Tamam... Bu karar, siyasi tablodaki bir çarpıklığı gidermek, yani son seçimin galibi partinin başındaki Recep Tayyip Erdoğan'ın milletvekili seçilmesini ve başbakanlık makamına oturmasını sağlamak amacıyla alındıysa, ‘‘sosyal zorunluk bunu gerektirdi ve hukuk da ona katlandı’’ diyebiliriz, ama Yüksek Seçim Kurulu'nun bazen ‘‘siyasi’’ karar almış olduğunu da hafızamızın bir kenarına kaydederiz.
FATİH ALTAYLI
YSK'nın kararları siyasi mi?
YSK müthiş siyasi bir kurum haline geldi. Kurumun Tufan Algan dönemi kadar ‘‘yıprandığı’’ bir başka dönem herhalde yoktur.
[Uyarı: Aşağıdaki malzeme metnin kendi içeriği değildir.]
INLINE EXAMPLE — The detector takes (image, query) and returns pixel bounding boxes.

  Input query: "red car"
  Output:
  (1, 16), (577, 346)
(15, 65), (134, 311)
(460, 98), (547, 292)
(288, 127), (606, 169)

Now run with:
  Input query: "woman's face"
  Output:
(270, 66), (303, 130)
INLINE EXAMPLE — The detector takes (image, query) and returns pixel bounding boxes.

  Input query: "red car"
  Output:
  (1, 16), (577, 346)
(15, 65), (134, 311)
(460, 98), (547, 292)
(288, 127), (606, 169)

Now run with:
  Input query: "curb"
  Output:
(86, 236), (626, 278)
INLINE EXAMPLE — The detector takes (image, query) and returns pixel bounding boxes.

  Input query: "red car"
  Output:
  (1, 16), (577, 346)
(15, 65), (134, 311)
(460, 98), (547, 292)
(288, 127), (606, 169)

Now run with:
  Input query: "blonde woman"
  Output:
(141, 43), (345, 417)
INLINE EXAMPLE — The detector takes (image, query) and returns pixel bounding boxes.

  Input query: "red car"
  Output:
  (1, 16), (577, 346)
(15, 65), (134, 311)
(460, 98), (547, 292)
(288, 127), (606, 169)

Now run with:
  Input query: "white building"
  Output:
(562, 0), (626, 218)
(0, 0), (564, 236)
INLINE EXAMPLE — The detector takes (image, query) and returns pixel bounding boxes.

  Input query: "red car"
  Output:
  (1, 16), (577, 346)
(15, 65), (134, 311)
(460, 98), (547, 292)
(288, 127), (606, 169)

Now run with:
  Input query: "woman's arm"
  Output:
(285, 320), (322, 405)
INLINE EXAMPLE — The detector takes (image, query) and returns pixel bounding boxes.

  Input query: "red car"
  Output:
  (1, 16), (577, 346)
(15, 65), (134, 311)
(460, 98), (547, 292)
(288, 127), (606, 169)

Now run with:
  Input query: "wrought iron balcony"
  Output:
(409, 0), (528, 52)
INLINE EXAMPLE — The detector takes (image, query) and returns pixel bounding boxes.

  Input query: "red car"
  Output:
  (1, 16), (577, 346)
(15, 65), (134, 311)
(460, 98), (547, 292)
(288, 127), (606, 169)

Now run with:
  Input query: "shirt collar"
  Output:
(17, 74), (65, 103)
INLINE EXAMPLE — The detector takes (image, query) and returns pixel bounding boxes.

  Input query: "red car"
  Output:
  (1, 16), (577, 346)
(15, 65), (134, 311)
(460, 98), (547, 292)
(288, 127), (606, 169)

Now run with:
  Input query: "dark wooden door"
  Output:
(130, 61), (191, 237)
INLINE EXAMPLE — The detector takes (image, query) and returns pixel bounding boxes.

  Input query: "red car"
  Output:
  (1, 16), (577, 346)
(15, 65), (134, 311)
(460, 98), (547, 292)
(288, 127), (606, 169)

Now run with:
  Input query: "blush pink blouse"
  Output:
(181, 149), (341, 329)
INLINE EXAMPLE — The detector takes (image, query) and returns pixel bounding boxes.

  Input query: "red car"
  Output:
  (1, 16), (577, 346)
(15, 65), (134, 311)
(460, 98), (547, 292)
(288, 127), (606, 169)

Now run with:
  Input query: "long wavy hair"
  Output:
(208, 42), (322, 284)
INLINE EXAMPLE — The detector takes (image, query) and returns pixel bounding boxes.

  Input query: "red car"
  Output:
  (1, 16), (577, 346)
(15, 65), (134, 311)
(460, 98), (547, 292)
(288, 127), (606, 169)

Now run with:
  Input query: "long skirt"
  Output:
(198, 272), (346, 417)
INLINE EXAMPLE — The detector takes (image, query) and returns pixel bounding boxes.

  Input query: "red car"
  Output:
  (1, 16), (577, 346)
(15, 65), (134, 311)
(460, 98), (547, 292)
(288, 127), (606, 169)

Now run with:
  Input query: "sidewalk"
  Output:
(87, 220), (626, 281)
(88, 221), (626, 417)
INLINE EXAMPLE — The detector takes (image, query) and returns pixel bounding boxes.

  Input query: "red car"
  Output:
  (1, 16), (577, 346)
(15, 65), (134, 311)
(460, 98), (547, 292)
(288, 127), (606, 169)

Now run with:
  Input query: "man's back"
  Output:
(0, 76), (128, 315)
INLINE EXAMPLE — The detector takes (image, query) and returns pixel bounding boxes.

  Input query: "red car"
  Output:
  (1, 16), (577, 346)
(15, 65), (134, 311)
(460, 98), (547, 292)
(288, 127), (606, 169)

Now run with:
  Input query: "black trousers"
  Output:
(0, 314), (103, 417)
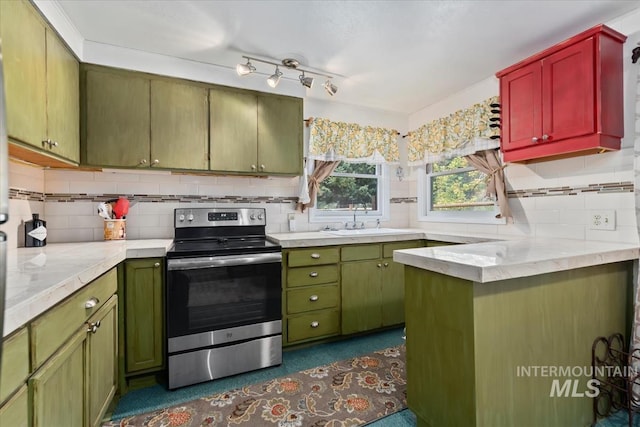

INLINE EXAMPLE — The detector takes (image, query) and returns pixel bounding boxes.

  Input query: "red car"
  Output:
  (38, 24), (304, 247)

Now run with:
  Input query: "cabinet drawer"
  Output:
(340, 245), (380, 261)
(0, 328), (29, 403)
(287, 246), (340, 267)
(287, 310), (340, 342)
(287, 284), (340, 314)
(287, 264), (338, 288)
(31, 268), (118, 370)
(382, 240), (424, 258)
Kurul'un her önemli kararı öncesi üyelerden biri ‘‘araziye uyuyor’’.
Bundan önceki kritik gündemde başkan ‘‘raporluydu’’.
Dün de başkanvekili senelik izinde.
Ayrı konuda ayrı toplantılarda farklı kararlar.
Son Siirt kararı da öyle.
Bu karar net bir biçimde siyasi.
Yasaya masaya bakmaya gerek yok.
‘‘Durum neyi gerektiriyor?’’ diye soruyor ve o yanıta göre karar alıyorlar, yasaya göre değil.
Rüzgára, talebe uygun kararlar.
Hele son kararda hem ‘‘Fadıl Akgündüz ayıbı’’ temizleniyor, hem de Erdoğan'a yol açılıyor.
Bir taşla iki kuş.
Hem siyaset rahatlıyor, hem kamu vicdanı, hem de YSK.
BEKİR COŞKUN
Düm-tek...
KABUL etmeliyiz; Türkiye'nin başı hukuk sistemi ile derttedir.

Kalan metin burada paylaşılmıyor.